Fascitelli Center for Advanced Engineering

The new Fascitelli Center for Advanced Engineering towers over the Kirk Center for Advanced Technology in the foreground.

KINGSTON – The University of Rhode Island is having a busy summer, with construction crews and heavy equipment at three of its campuses working on $286 million worth of capital projects.

The work at the Kingston, Narragansett Bay and W. Alton Jones campuses is designed to enhance URI’s existing student residential, academic and athletic buildings and the school’s transportation infrastructure, the university said.

“URI is experiencing what could be a historic amount of construction activity undertaken in a very short time frame,” Vice President for Administration and Finance Abigail Rider said.

A major project is the $150 million College of Engineering complex, including the Fascitelli Center for Advanced Engineering, set to open in the fall.

The new 190,000-square-foot facility will include research and classroom space for several engineering disciplines in a collaborative environment, as well as general university classrooms. A unique four-story “bridge” of three 270-foot trusses that span 158 feet will house teaching labs, departmental offices, research labs and graduate student areas.

A second phase of work set to be finished by January 2020 is the renovation of Bliss Hall to expand it by 15,000 square feet. The work is partially funded with three grants from the Governor’s Commission on Disability totaling $578,000. Bliss Hall, which was built in 1928, is the historic home of the College of Engineering.

Most of the funding for the projects is provided by two voter-approved bond issues.

Also set for completion in August is the first phase of work on the envelope of the Fine Arts Building.
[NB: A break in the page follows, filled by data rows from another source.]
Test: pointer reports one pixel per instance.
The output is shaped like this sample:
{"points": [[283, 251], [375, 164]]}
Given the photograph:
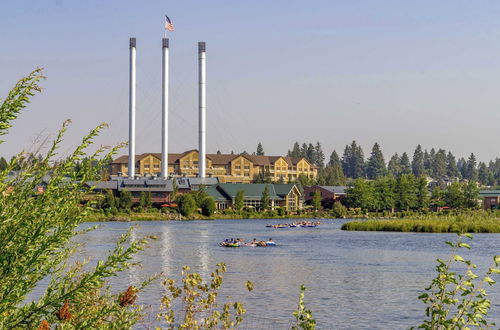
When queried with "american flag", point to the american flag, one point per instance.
{"points": [[168, 24]]}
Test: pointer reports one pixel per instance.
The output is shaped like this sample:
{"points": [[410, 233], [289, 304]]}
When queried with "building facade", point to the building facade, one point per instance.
{"points": [[226, 167]]}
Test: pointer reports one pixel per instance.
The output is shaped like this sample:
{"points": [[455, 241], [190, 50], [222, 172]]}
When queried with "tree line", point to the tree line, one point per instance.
{"points": [[440, 165]]}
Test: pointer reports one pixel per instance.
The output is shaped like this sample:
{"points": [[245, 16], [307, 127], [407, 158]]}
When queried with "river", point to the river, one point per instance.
{"points": [[355, 280]]}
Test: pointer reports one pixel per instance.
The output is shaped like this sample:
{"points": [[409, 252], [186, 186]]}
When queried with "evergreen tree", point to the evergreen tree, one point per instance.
{"points": [[394, 165], [462, 166], [311, 154], [125, 200], [239, 200], [451, 167], [295, 151], [260, 150], [303, 150], [346, 161], [265, 199], [3, 164], [376, 164], [187, 204], [208, 206], [320, 156], [405, 164], [483, 173], [316, 200], [361, 195], [417, 164], [422, 193], [406, 192], [334, 159], [439, 165], [385, 192], [471, 168], [471, 195], [331, 175]]}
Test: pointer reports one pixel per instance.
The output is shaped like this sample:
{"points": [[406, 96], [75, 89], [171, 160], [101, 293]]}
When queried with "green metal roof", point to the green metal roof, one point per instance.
{"points": [[489, 193], [215, 193], [250, 190], [283, 189]]}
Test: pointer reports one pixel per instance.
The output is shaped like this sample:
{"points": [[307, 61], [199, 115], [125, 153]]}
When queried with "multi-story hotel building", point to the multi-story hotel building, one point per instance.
{"points": [[226, 167]]}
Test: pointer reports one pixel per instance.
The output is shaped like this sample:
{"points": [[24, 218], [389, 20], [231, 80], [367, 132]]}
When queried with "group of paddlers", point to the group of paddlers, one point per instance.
{"points": [[295, 224], [239, 242]]}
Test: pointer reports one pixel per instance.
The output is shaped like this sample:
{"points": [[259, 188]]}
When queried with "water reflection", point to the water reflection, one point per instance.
{"points": [[355, 280]]}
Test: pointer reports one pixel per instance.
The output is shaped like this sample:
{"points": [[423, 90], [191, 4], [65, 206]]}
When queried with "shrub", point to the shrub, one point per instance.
{"points": [[37, 231], [200, 307], [208, 206], [187, 204], [458, 301]]}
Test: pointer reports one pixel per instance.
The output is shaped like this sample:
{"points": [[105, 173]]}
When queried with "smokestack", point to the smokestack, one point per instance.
{"points": [[164, 110], [202, 106], [131, 127]]}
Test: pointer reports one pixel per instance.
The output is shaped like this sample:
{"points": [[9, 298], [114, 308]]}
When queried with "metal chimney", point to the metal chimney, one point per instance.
{"points": [[131, 127], [164, 110], [202, 108]]}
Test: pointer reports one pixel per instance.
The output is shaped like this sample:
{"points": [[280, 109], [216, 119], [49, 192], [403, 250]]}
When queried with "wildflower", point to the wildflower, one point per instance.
{"points": [[128, 297], [44, 325], [64, 313]]}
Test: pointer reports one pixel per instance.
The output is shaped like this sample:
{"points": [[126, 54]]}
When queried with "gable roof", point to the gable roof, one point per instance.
{"points": [[250, 190], [218, 159]]}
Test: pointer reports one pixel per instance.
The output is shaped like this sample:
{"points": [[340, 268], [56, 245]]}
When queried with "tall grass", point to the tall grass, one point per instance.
{"points": [[431, 224]]}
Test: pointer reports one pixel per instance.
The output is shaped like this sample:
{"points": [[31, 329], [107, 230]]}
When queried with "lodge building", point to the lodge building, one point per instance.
{"points": [[228, 168]]}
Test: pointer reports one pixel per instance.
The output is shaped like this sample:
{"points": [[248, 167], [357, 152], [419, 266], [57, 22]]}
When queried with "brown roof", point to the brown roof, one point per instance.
{"points": [[217, 159]]}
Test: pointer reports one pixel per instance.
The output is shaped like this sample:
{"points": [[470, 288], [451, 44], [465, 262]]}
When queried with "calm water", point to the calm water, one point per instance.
{"points": [[355, 280]]}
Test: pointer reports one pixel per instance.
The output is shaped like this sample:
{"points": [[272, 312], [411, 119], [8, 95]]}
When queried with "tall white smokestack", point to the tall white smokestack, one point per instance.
{"points": [[131, 127], [164, 110], [202, 105]]}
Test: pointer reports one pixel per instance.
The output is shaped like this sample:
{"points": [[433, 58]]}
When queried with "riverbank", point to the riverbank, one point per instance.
{"points": [[149, 216], [430, 224]]}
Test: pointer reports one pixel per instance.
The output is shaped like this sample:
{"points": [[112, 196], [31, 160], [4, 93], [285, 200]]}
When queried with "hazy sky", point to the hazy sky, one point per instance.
{"points": [[394, 72]]}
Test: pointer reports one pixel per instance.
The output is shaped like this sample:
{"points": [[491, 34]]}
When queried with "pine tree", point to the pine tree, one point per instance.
{"points": [[346, 161], [471, 168], [483, 173], [439, 165], [376, 164], [451, 167], [295, 151], [334, 159], [303, 150], [394, 165], [265, 199], [316, 200], [260, 150], [311, 154], [320, 156], [417, 164], [405, 164], [3, 164]]}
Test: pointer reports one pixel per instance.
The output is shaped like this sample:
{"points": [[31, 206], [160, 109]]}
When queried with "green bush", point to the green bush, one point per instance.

The $12.4 million project will remove exterior stucco and improve the roofs, heating, ventilation and air conditioning.

Another big-ticket project is the $94 million Brookside Apartments, a 500-bed residential area featuring apartment suites of six and four single-occupancy bedrooms. Each suite will be furnished and has a full kitchen and two bathrooms.

Among the amenities is a 40-seat café and an outdoor seating area that runs along the restored White Horn Brook and surrounding landscape. A foot bridge will connect Brookside to nearby residence halls.
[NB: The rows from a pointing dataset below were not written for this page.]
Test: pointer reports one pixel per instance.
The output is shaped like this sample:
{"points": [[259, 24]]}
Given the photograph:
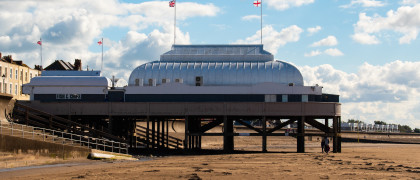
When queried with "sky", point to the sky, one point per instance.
{"points": [[367, 51]]}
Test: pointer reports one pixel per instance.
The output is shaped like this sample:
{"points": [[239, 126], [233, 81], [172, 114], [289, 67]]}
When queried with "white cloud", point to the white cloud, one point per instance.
{"points": [[364, 38], [410, 2], [328, 41], [313, 30], [286, 4], [404, 21], [250, 17], [365, 3], [389, 92], [70, 28], [333, 52], [313, 53], [329, 52], [273, 39]]}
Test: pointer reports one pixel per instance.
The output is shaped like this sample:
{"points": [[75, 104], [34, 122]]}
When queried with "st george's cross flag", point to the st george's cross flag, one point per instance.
{"points": [[257, 3], [172, 3]]}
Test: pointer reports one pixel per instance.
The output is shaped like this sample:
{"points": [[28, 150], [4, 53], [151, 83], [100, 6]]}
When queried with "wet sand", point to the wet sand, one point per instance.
{"points": [[357, 161]]}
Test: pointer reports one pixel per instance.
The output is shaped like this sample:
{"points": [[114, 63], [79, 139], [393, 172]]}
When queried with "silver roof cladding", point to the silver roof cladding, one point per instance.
{"points": [[231, 52], [218, 73]]}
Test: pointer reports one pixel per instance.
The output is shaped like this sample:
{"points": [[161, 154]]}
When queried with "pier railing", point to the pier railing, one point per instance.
{"points": [[54, 136]]}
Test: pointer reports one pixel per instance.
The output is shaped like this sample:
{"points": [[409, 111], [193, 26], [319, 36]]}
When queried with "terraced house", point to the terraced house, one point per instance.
{"points": [[14, 73]]}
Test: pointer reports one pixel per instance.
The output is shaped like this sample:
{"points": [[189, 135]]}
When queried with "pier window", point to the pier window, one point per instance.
{"points": [[68, 96], [305, 98], [198, 80], [284, 98]]}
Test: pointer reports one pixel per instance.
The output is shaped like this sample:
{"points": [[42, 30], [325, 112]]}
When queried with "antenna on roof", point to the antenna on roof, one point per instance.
{"points": [[172, 3], [258, 3]]}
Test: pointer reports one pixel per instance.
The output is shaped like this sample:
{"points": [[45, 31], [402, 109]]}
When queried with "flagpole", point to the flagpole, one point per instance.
{"points": [[175, 23], [102, 62], [41, 52], [261, 21]]}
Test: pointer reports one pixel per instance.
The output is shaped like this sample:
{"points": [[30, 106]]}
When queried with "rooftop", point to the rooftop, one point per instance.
{"points": [[234, 52]]}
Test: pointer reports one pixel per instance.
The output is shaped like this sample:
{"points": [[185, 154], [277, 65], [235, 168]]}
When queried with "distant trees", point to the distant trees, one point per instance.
{"points": [[380, 122], [354, 121], [405, 128]]}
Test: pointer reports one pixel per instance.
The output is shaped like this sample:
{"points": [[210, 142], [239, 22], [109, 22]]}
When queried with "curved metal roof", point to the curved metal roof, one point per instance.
{"points": [[218, 73], [70, 81], [231, 52]]}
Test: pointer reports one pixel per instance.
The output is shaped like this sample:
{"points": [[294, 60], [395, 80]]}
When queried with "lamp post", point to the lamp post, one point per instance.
{"points": [[4, 89]]}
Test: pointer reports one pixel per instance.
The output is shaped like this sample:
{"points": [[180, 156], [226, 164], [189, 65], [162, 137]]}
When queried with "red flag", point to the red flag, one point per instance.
{"points": [[257, 3], [172, 3]]}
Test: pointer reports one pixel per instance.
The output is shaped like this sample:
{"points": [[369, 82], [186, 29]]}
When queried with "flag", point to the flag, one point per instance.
{"points": [[257, 3], [172, 3]]}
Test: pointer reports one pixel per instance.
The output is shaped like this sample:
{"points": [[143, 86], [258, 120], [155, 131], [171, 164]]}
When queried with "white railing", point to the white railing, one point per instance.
{"points": [[21, 130]]}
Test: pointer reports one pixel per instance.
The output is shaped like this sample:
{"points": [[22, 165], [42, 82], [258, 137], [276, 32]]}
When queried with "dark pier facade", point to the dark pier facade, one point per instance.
{"points": [[121, 118]]}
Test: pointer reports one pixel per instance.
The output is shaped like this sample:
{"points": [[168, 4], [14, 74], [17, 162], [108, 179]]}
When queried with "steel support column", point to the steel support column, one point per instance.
{"points": [[301, 135], [147, 132], [335, 138], [153, 133], [264, 134], [186, 139], [339, 135], [228, 145]]}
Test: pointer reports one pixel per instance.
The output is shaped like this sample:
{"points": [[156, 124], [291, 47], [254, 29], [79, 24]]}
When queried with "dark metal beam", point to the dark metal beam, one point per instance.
{"points": [[281, 125], [248, 125], [211, 125], [318, 125]]}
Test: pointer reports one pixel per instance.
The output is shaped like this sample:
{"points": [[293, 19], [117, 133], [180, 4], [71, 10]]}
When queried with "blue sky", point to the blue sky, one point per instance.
{"points": [[364, 50]]}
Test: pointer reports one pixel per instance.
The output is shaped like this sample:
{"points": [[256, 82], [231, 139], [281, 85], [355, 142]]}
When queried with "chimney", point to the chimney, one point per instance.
{"points": [[38, 67], [77, 65], [9, 58]]}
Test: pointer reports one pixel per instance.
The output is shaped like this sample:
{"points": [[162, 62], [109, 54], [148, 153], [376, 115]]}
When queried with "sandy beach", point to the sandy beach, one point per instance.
{"points": [[357, 161]]}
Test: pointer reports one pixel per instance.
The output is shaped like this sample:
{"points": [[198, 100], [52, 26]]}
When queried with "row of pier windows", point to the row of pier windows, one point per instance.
{"points": [[8, 73]]}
URI said the building is designed for juniors and seniors and meets an increasing demand of returning students to stay on campus.

“From Brookside’s new café and beautiful park-like landscaping to the transformational Fascitelli Center for Advanced Engineering, we will be welcoming back our students, faculty and staff to some of the best living, learning, athletic and recreational facilities in the world,” Rider said.
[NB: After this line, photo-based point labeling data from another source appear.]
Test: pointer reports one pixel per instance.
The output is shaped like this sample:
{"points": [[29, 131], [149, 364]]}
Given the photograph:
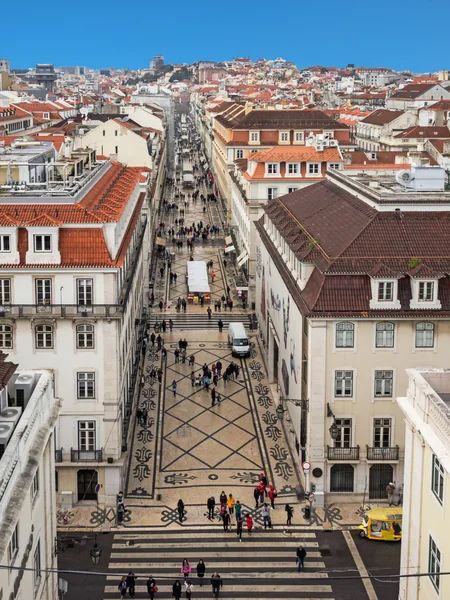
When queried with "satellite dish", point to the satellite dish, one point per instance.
{"points": [[405, 178]]}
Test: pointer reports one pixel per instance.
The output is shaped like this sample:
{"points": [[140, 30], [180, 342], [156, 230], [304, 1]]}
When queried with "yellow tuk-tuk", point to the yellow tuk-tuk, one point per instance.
{"points": [[382, 524]]}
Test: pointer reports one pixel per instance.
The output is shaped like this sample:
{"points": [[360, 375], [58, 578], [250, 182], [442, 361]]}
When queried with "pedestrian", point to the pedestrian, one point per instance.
{"points": [[122, 587], [176, 590], [239, 523], [249, 522], [266, 516], [289, 514], [301, 555], [390, 489], [230, 503], [256, 495], [180, 508], [201, 568], [272, 495], [216, 583], [185, 568], [131, 584], [211, 505], [152, 588]]}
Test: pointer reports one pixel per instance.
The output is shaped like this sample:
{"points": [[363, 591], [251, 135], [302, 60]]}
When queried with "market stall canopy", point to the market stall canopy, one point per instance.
{"points": [[197, 276]]}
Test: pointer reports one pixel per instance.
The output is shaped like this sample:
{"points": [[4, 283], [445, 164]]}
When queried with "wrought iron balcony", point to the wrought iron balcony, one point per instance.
{"points": [[383, 453], [86, 455], [351, 453], [73, 311]]}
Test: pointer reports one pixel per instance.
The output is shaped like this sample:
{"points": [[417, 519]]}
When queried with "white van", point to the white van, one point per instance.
{"points": [[238, 339]]}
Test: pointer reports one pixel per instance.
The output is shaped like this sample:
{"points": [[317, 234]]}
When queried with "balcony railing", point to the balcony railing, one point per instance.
{"points": [[383, 453], [351, 453], [106, 311], [86, 455]]}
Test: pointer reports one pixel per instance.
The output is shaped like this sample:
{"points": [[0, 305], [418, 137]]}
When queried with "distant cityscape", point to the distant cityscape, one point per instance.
{"points": [[291, 223]]}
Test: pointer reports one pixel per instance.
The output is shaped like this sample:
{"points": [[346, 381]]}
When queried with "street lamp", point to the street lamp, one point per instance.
{"points": [[95, 552], [334, 429]]}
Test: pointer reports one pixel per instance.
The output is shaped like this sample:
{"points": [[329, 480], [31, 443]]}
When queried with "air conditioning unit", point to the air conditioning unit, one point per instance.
{"points": [[6, 431], [23, 388], [11, 414]]}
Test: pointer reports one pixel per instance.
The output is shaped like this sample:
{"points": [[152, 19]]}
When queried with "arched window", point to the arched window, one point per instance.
{"points": [[5, 336], [44, 336], [345, 333], [425, 335], [85, 336], [384, 335]]}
Several smaller projects are included in $20 million worth of work around campus-related to student services. These include electrical upgrades to the Roger Williams residential complex, roof replacement at several dorms, security camera installation at 28 locations and a renovation of Heathman Hall to provide study lounges for the Living/Learning Community for pharmacy and nursing students.

Meade Stadium is in line for a new $4.1 million artificial turf, lights and other upgrades for September. That project is supported by URI alumni, two of whom committed $1 million each. Of the total $4.1 million project, alumni contributed nearly $3 million, URI said.

Expected to be finished in December is a $2.9 million, two-mile extension from the William C. O’Neill Bike Path that will provide direct access to the university’s Kingston campus. Paving has been completed through Peckham Farm to Route 138, where the path will continue to the Kingston campus and end at Brookside Hall.

The bike path connector is a key element in the university’s Campus Master Plan, which calls for enhanced pedestrian and improved bicycle access on campus, including bike lanes on campus roads and additional bike racks. Plans call for a special hand-activated signal to assist cyclists and pedestrians in crossing Route 138. It’s partially funded by a Rhode Island Department of Environmental Management grant of $2.1 million.